Question

The points (-5,12), (-2,-3),(9,-10),(6,5) taken in order, form
(A). Parallelogram
(B). Rectangle
(C). Rhombus
(D). Square

Answer 1

Hint- In this above question we are provided with some specific points and we can name them ABCD. By using these points we can find out the sides by using the formula $\sqrt {{{({x_1} - {x_2})}^2} + {{({y_1} - {y_2})}^2}} $ . thus we can find the answer.
Given points $ A(−5,12), B(−2,−3), C(9,−10), D(6,5)$

Complete step-by-step solution -
Distance AB=\[\begin{gathered}
  \sqrt {{{( - 5 + 2)}^2} + {{(12 + 3)}^2}} \\
  \sqrt {234} \\
\end{gathered} \]
 Distance BC=$
  \sqrt {{{( - 2 - 9)}^2} + {{( - 3 + 10)}^2}} \\
  \sqrt {170} \\
$
Distance CD=$
  \sqrt {{{(9 - 6)}^2} + {{( - 10 - 5)}^2}} \\
  \sqrt {234} \\
$
Distance AD=$
  \sqrt {{{( - 5 - 6)}^2} + {{(12 - 5)}^2}} \\
  \sqrt {170} \\
$
Distance AC=$
  \sqrt {{{( - 5 - 9)}^2} + {{(12 + 10)}^2}} \\
  \sqrt {680} \\
$
Distance BD=$
  \sqrt {{{( - 2 - 6)}^2} + {{( - 3 - 5)}^2}} \\
  \sqrt {128} \\
$
If we See AB=CD and BC=AD
Now we use the Pythagoras theorem to find whether the two adjacent lines make a right angle or not. so, for point A,B,C if ${{(AC)}^2} ={{(AB)}^2+ {(BC)}^2}$ then AB and BC will have the right angle.
${{AB}^2 + {BC}^2}$ = ${\sqrt {234}}^2$ + ${\sqrt {170}}^2$ = 404
$\Rightarrow {(AC)}^2$ = ${\sqrt {680} }^2$ = 680
Here ${{(AC)}^2} \ne {{[(AB)}^2+ {{(BC)}^2}]}$ on solving like this we have ${{(BD)}^2} \ne {{[(AB)}^2 + {{(AD)}^2}]} $.
These opposite pairs of sides are equal and there is no right angle . So these points form a parallelogram. Hence, the correct option would be a. parallelogram.

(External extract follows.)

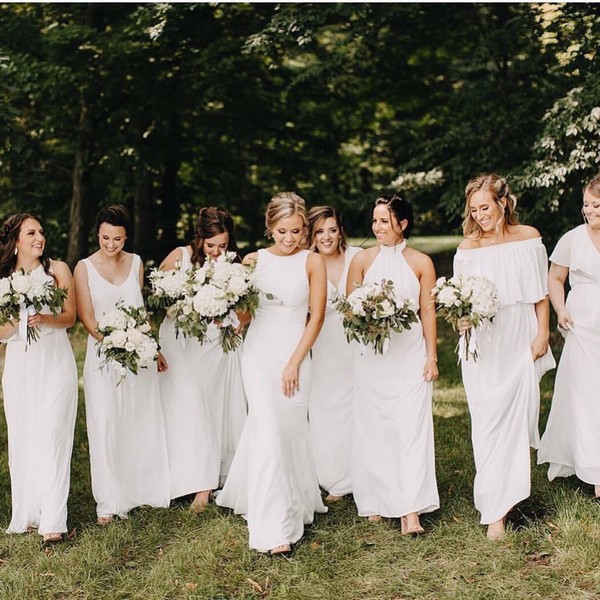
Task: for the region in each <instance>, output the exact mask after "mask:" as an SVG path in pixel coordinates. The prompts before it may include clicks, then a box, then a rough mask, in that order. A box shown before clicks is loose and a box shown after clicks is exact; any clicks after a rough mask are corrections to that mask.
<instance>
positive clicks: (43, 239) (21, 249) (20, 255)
mask: <svg viewBox="0 0 600 600" xmlns="http://www.w3.org/2000/svg"><path fill="white" fill-rule="evenodd" d="M45 246H46V237H45V236H44V229H43V228H42V225H41V224H40V222H39V221H37V220H36V219H25V220H24V221H23V223H22V224H21V229H20V230H19V237H18V239H17V243H16V245H15V248H16V250H17V253H18V254H19V256H20V257H21V258H25V259H27V258H39V257H40V256H42V254H43V253H44V248H45Z"/></svg>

Note- In this question we should have the basic knowledge of knowing and applying the formulas, as in the question we were stated four different points and we had to find the figure as by using a basic formula to find the sides of the figure we easily found the answer. As the question provides half of the information and formulas helps in finding the missing part.